Carmarthenshire County Council brought the prosecution against Brita Rogers, of Groesffordd Fach, who had illegally advertised the Derwen Antiques Fair, held at the National Botanic Gardens in January.
She appeared at Llanelli Magistrates Court on August 17, where she pleaded guilty to an offence under s.224 of the Town and Country Planning Act 1990 of advertising without consent.
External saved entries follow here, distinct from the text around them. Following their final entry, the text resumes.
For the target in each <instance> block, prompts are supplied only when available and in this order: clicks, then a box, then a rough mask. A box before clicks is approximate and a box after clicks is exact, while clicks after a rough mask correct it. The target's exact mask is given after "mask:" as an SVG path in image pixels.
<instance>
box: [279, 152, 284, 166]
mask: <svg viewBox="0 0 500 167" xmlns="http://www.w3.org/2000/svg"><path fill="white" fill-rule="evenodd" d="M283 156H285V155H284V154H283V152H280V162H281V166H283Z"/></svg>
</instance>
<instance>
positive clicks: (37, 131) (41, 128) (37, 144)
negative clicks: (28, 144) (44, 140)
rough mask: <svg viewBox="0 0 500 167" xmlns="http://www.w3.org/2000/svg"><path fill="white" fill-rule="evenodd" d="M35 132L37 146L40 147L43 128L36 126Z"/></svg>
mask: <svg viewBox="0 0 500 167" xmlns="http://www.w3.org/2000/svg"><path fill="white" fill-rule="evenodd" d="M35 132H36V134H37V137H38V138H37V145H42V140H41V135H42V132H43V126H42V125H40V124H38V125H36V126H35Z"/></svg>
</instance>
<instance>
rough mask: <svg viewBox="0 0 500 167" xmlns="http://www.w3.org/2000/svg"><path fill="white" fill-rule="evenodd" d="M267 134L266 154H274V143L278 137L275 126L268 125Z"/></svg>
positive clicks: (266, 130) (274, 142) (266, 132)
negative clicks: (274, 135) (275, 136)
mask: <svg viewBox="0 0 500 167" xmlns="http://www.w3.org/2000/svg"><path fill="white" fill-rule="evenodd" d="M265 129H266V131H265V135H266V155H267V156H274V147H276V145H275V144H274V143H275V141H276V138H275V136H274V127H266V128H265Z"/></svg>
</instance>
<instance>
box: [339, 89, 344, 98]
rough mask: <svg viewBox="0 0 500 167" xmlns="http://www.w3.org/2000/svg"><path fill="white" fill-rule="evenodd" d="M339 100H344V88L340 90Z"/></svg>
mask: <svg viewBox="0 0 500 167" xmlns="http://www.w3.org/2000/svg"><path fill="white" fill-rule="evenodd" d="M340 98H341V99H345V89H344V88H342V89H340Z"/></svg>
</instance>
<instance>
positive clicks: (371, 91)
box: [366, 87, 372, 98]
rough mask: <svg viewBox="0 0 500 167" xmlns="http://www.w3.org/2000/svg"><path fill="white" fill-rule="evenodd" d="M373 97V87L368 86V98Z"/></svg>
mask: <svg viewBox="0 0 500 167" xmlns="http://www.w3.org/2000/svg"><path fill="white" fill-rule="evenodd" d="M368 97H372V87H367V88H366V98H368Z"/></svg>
She was fined £80, with costs of £374.46 and a £30 victim surcharge.
The court heard that a council environmental enforcement officer noticed a number of advertising signs whilst on patrol in Pontyates, and in the days that followed also spotted the adverts on posts at the Pontabraham roundabout, along the A48, on directional signs along the A40, and along the High Street in St Clears.
During interview, Rogers stated that although she had not placed the signs herself, she had agreed for others to do so on her behalf.
She had previously been issued with a fixed penalty notice for flyposting in 2014, and had signed a declaration to the council that she understood she needed to seek authorisation from them before displaying further advertisements in Carmarthenshire.
In mitigation at court, Rogers said that although she had permitted other people to place advertising signs on her behalf, she thought that these would be placed on private land.
She also stated that she didn’t make a lot of profit out of the event and that she helped organise it to bring increased foot fall to the Gardens.
Cllr Philip Hughes, Executive Board Member for enforcement, said: “Fly-posting is potentially very dangerous as it is distracting to drivers and when broken down by the weather causes litter on our roadways and verges. It is a shame, having previously been warned about fly-posting, that this lady found herself in court.”